What that error meant
PostgreSQL refused to start because it found an existing socket lock file and assumed another PostgreSQL instance might still be using it.
In practice, that usually means one of two things:
- A real PostgreSQL process is still running.
- PostgreSQL stopped uncleanly and left behind a stale lock file.
Because this was a Docker-based GitLab deployment and the issue started immediately after a Docker restart, the second explanation became the leading suspect.
Verifying it was stale
Before deleting anything, I checked whether the PID mentioned in the PostgreSQL message still existed and whether any real PostgreSQL process was running inside the container.
Using docker exec with process inspection confirmed:
- the PID referenced in the PostgreSQL log no longer existed
- there was no active PostgreSQL server process
- only the GitLab service supervisor was still present
That confirmed the lock was stale rather than owned by a real running database process.
The actual root cause
This was not primarily a web proxy problem, and it was not a case where Docker itself could no longer run GitLab.
The actual failure chain was:
- Docker daemon was restarted.
- The GitLab container restarted.
- PostgreSQL inside the container did not recover cleanly.
- A stale PostgreSQL socket lock file remained.
- PostgreSQL refused to start because it believed another instance still owned the socket.
- GitLab Rails could not connect to the database.
- The GitLab web UI returned
502 Bad Gateway.
The Docker deployment model mattered in two ways:
- the trigger was a Docker restart
- the investigation required both Docker-level checks and GitLab-internal checks
The fix
After confirming no real PostgreSQL process was active inside the GitLab container, the recovery was straightforward:
- Remove the stale PostgreSQL socket file and lock file inside the container.
- Restart PostgreSQL inside the container.
- Recheck GitLab service status.
- Wait for dependent GitLab services to stabilize.
After that:
- PostgreSQL came back up
pumaandsidekiqstayed running- the GitLab web UI became accessible again
Commands that were useful
These checks were the most useful during the incident.
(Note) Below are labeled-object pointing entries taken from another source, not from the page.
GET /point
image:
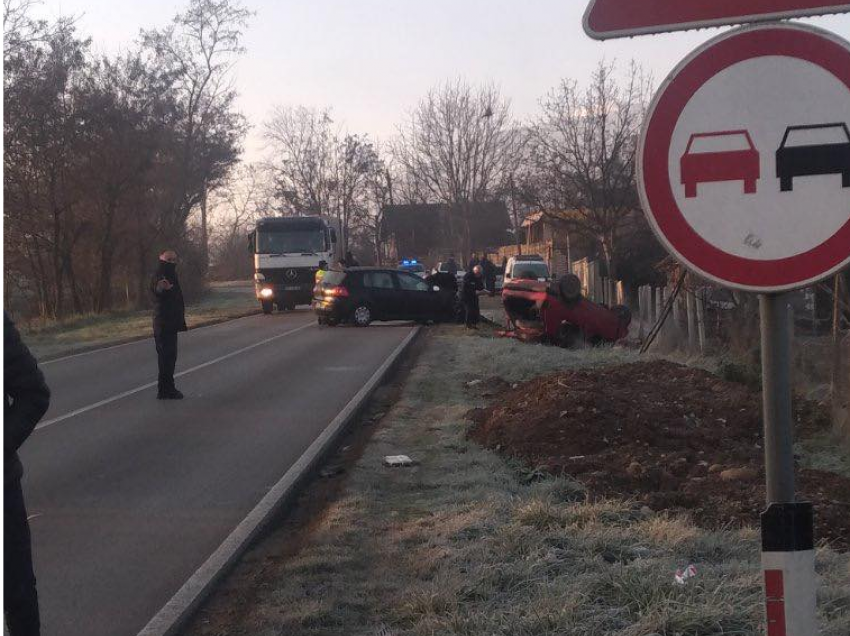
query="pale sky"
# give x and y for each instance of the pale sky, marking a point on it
(372, 60)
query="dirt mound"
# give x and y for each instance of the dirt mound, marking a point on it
(674, 437)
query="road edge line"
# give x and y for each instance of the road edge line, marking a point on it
(198, 587)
Check Docker-level status:
docker ps -a
docker logs <gitlab-container>
Check GitLab internal services:
docker exec -it <gitlab-container> gitlab-ctl status
docker exec -it <gitlab-container> gitlab-ctl tail postgresql
docker exec -it <gitlab-container> gitlab-ctl tail puma
docker exec -it <gitlab-container> gitlab-ctl tail gitlab-rails
Check whether the PostgreSQL PID really exists:
docker exec -it <gitlab-container> ps -fp <pid>
docker exec -it <gitlab-container> ps -ef | grep postgres
Lessons learned
A few takeaways from this Docker-based GitLab incident:
- If GitLab is running in Docker, do not assume
docker psbeing healthy means GitLab itself is healthy. - A
502 Bad Gatewaycan happen even when the container is up, because one internal GitLab service may be broken. - After restarting Docker, stateful services inside the container may fail to recover cleanly.
- GitLab-in-Docker troubleshooting usually needs two layers: Docker-level checks and GitLab internal service checks through
docker exec. - If PostgreSQL reports an existing socket lock, always verify whether it belongs to a real running process or is just a stale file before removing it.
Conclusion
In this case, GitLab was deployed with Docker and the container itself remained up, but the web UI returned 502 because PostgreSQL inside the container failed to restart cleanly after a Docker restart.
The real cause was a stale PostgreSQL socket lock file. Once that stale lock was removed and PostgreSQL was restarted inside the container, GitLab recovered normally.
If you see GitLab returning 502 in a Docker deployment after restart, it is worth checking both docker logs and docker exec ... gitlab-ctl status early, especially the PostgreSQL state.